A handful of summer festivals and training programs offer fully funded fellowships. Atlantic Music Festival in Maine has a Resident Artist Fellowship for opera singers in a four-week program that concludes with a fully staged opera. The SongFest Professional Fellowship program for the performance of art song, held over three weeks at the Colburn School in Los Angeles, is fully funded (though housing and meals are not included) and they have other scholarship opportunities for studio artists and young artists. Both AMF and SongFest have multiple tracks for singers, only one of which is fully funded.
The Virginia Best Adams Vocal Master Class at the Carmel Bach Festival provides a stipend, airfare, and full participation in the two-week festival. With only four fellows selected, this, like many other fully funded programs, is highly competitive. Another tuition-free program, which also includes room and board but not transportation, is the Tanglewood Music Center Vocal Arts Fellowship, held over the summer months at Tanglewood, the summer home of the Boston Symphony Orchestra.
Getting the Most Bang for Your Buck
If you’re not ready for a prestigious fellowship, what should you look for in choosing an affordable pay-to-sing? One thing to consider is location: Is the program close enough that you could commute from home to eliminate housing costs? If you need to pay for your travel, how will you get there?

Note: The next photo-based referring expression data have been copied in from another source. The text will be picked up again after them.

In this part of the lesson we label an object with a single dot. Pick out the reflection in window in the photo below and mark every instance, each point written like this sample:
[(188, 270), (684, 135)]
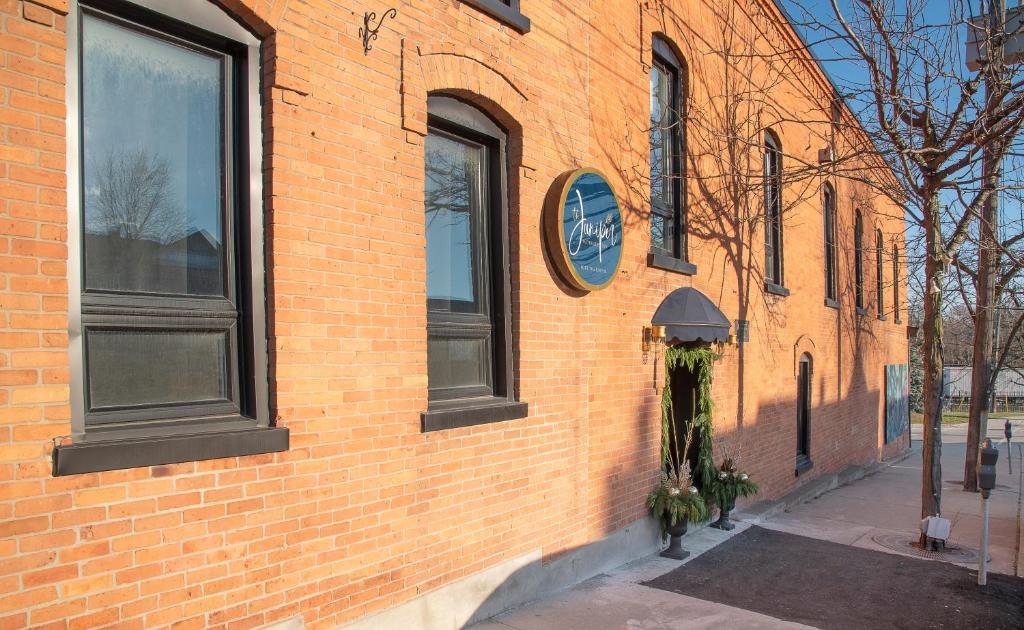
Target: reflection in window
[(460, 322), (161, 310), (668, 224), (773, 209), (880, 274), (153, 163), (829, 221), (858, 258)]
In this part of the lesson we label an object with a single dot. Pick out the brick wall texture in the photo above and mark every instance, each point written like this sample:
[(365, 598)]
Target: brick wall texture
[(365, 510)]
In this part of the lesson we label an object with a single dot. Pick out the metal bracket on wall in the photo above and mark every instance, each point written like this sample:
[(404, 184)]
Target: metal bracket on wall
[(369, 34)]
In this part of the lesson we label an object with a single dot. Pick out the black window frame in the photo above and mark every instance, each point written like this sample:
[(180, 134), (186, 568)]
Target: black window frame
[(451, 117), (506, 11), (880, 274), (772, 172), (666, 60), (896, 307), (858, 260), (140, 435), (828, 220)]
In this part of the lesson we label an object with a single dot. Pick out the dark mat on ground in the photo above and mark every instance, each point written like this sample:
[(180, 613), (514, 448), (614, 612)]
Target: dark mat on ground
[(835, 586)]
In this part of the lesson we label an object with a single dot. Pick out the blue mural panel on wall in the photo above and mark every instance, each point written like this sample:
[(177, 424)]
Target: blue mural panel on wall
[(897, 401)]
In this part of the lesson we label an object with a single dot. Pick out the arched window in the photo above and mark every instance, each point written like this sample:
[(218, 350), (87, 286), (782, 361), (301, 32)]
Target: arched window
[(469, 327), (166, 240), (880, 279), (896, 284), (858, 258), (668, 153), (828, 212), (804, 413), (773, 209)]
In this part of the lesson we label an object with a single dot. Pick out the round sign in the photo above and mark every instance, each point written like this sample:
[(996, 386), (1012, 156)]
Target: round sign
[(586, 228)]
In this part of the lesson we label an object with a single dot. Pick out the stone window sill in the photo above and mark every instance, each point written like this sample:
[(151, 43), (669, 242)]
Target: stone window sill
[(669, 263), (455, 414), (99, 455), (776, 289)]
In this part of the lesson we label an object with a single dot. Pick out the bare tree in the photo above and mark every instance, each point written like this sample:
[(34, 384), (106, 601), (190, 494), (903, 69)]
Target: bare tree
[(929, 118), (132, 198)]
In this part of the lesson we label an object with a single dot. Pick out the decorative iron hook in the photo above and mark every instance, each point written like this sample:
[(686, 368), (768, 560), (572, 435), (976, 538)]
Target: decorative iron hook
[(369, 34)]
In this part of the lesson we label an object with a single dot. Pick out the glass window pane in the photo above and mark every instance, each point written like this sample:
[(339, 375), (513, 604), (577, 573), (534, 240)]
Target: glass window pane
[(153, 163), (165, 367), (660, 136), (455, 220), (459, 363)]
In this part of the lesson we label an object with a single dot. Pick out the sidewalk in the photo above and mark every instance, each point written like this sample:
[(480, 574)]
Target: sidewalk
[(882, 506)]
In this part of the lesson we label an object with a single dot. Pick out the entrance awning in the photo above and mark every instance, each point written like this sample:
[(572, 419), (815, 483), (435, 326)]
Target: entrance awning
[(687, 315)]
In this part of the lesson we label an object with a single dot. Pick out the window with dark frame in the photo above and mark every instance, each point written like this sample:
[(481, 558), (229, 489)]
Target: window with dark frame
[(168, 322), (506, 11), (773, 209), (858, 259), (828, 203), (880, 280), (469, 349), (668, 151), (896, 317)]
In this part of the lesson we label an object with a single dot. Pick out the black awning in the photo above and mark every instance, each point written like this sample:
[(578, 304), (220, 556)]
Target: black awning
[(687, 315)]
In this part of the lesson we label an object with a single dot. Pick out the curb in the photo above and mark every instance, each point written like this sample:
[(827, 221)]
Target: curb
[(761, 511)]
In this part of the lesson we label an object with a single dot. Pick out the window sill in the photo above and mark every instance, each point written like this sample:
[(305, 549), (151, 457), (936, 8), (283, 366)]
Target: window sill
[(662, 261), (502, 12), (96, 456), (776, 289), (450, 415)]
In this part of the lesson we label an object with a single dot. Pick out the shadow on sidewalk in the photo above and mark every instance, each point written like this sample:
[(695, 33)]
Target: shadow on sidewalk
[(834, 586)]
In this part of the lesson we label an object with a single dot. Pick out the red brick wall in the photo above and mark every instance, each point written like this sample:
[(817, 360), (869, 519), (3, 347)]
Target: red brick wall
[(365, 510)]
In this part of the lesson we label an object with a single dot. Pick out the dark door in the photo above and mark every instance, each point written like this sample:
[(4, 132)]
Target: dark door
[(684, 408), (804, 415)]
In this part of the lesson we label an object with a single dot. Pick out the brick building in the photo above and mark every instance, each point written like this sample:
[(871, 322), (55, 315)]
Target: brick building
[(230, 238)]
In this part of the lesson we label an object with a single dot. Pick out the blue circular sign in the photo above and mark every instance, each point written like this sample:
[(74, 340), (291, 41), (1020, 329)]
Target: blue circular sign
[(587, 227)]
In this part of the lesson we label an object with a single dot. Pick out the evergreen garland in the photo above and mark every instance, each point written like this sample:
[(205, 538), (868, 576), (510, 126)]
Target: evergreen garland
[(697, 360)]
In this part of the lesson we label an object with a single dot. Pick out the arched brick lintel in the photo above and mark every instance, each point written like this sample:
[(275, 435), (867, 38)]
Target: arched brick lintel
[(485, 84)]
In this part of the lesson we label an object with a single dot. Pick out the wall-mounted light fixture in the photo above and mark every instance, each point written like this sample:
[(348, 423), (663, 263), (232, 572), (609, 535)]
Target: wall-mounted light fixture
[(369, 34), (651, 335)]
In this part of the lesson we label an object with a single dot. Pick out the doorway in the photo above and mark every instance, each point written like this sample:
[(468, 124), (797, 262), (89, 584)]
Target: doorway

Tuition is, of course, another factor: What is the most you have budgeted for summer training? Are there ways you could raise extra money, such as a recital or fundraiser? Also consider how much time can you spare in the summer. Libby Quam, who participated in the Haymarket Opera summer program, initially was looking for a training opportunity that wouldn’t require her to miss more than two weeks of work. When she found Haymarket, which would involve singing a role and was in the city where she lives, she knew she had found the right match.
Value is determined by more than the price tag: What will you get for your money? If you are just getting started and need roles on your résumé, perhaps a slightly more expensive program that offers a full role will better meet your needs than a less expensive one. Look into how often you are having lessons or coachings. Make sure there will be practice space where you can work independently to integrate what you are learning. Most programs will provide details on how much you will actually be singing, and you can use that information to make a decision.
Summer is just one piece of your ongoing training program. Jonathan Brennand, one of the music directors at CLOC and an alum of their instrumental program, recommends thinking about what will add to what you have done during the academic year. “Remember that summer programs are meant to enhance, compliment, and diversify what you’re learning in school or what you’re doing the rest of the year.”
“It is useful to consider not only your educational goals, but if the program you choose might be an avenue to professional work,” Haymarket Opera’s Artistic Director Craig Trompeter advises. Determining what you need to enrich your study may also include evaluating your professional goals. Younger students may want to discuss this with a coach or mentor if they have less familiarity with the professional world.
A quality summer program that meets your needs is an investment in your future career as a singer. The programs referenced in this article offer experience and education at a comparatively low cost. As you prepare for this summer and beyond, think seriously about your goals and resources so that you can choose a program that suits you—without emptying your wallet!